The Era of Complete South Africa Dominance
Since 1992 World Cup, South Africa's first big tournament after coming into the international fold, the two sides have played each other 34 times with England winning just eleven of these. This low win percentage of 32.25 for England becomes even more lopsided if we take the 1995-96 ODI series in South Africa as the starting point between the two sides, a series in which South Africa had thrashed England 6-1. With this starting point, the two sides have played 30 ties with South Africa winning 21 and England just 7 (There was one tie and one no result). With this new cut-off point, England's win percentage further comes down to 23.3.
So on past record, the South Africans should start as favourites, though in this World Cup, their form still leaves much to be desired. However, England too will be realistic enough to realize that their two wins so far have come only against Bangladesh and Ireland and they need much more to be competitive against an out of form, but talented South African outfit. Especially as World Cups bring the best out of the South Africans against England.
1992 World Cup
The first ever battlefield between the Proteas and the England side post-apartheid saw a raw but methodical South Africans almost beating England twice. A group match at Melbourne saw a terrific 151 run partnership between Hudson and Skipper Wessels, though the due was trifle slow and newcomers to ODIs managed to post a final score of only 236.
Thereafter, some deadly bowling from Pacemen McMillan and Snell had reduced England to 166 for five at one stage before a fine half-century partnership between Chris Lewis and Neil Fairbrother salvaged the situation for England in a match interrupted by rain.
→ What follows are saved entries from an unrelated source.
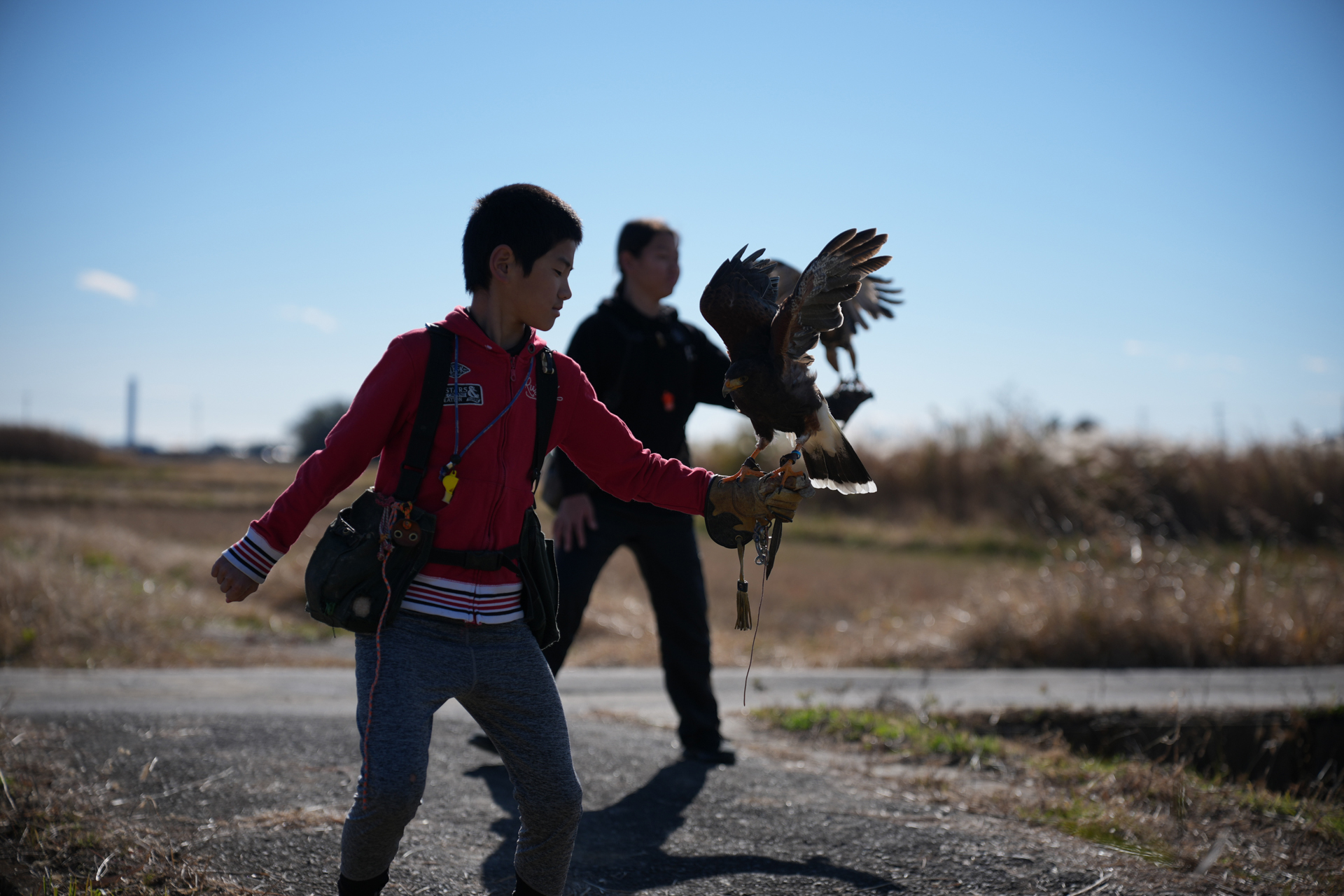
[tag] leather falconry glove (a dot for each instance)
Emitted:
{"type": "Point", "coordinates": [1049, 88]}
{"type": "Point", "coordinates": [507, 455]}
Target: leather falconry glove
{"type": "Point", "coordinates": [733, 507]}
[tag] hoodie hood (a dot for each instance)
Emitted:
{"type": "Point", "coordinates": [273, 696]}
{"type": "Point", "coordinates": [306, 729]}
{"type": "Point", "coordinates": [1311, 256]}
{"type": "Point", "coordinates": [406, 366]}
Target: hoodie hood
{"type": "Point", "coordinates": [460, 321]}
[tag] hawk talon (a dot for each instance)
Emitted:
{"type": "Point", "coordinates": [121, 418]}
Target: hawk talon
{"type": "Point", "coordinates": [749, 468]}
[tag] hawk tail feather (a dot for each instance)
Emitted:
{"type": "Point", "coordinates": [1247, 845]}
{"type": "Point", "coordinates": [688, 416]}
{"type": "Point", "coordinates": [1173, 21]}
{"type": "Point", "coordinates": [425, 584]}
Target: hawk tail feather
{"type": "Point", "coordinates": [832, 463]}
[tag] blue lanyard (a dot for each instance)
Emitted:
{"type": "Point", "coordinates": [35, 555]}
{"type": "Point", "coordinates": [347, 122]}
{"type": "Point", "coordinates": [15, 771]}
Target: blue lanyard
{"type": "Point", "coordinates": [457, 430]}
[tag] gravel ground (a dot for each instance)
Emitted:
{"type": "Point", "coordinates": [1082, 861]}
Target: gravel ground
{"type": "Point", "coordinates": [262, 797]}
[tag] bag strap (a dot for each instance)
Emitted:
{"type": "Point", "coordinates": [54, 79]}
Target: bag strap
{"type": "Point", "coordinates": [547, 394]}
{"type": "Point", "coordinates": [437, 370]}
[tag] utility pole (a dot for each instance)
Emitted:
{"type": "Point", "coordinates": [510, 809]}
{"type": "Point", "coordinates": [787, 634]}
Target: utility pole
{"type": "Point", "coordinates": [131, 413]}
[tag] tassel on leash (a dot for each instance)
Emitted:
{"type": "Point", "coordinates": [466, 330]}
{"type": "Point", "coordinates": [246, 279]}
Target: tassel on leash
{"type": "Point", "coordinates": [743, 601]}
{"type": "Point", "coordinates": [762, 542]}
If the three-wicket loss was not narrow enough, the semifinal at Sydney between the two sides promised to be one of the most thrilling in the World Cup history before rain robbed South Africa of a possible victory charge.
Instead of 22 from 13 balls, the South Africans were compelled to make an impossible 22 off just one ball. However, by reaching semifinal in their first ever tournament, they had acquitted themselves quite well.
Since that fateful Sydney encounter, the two sides have met twice in World Cups with South African convincingly winning on both the occasions. More importantly, both the times the Proteas were defending very low scores.
At Rawalpindi in 1996, South Africa, opting to bat first could only manage 230, but the first over dismissal of skipper Artherton by Pollock started a procession, which saw England losing their half the side for just 62 on board. All escape routes were closed as they folded up for 152. If the loss by 78 runs at Rawalpindi was huge, the loss at Oval four years later was even bigger and bitter.
In that critical group match, Herschelles Gibbs and Gary Kirsten's century partnership gave South Africa a solid foundation against the hosts, but again it was too slow. Their 111 runs consumed half the innings' overs! Thanks to a procession of wickets, South Africa's final tally of 225 was again much below expectations. However, some unplayable bowling by their pacemen, with Donald picking four wickets for just 17 runs, saw England folding up for a meager 103 to lose by 122 runs.
As the two teams square up for another critical World Cup meeting, caution might once again come to the fore and a high-scoring match looks unlikely unless somebody veers around the belief that adventure is the best policy. Safety first looks to be the more likely option to be exercised right now.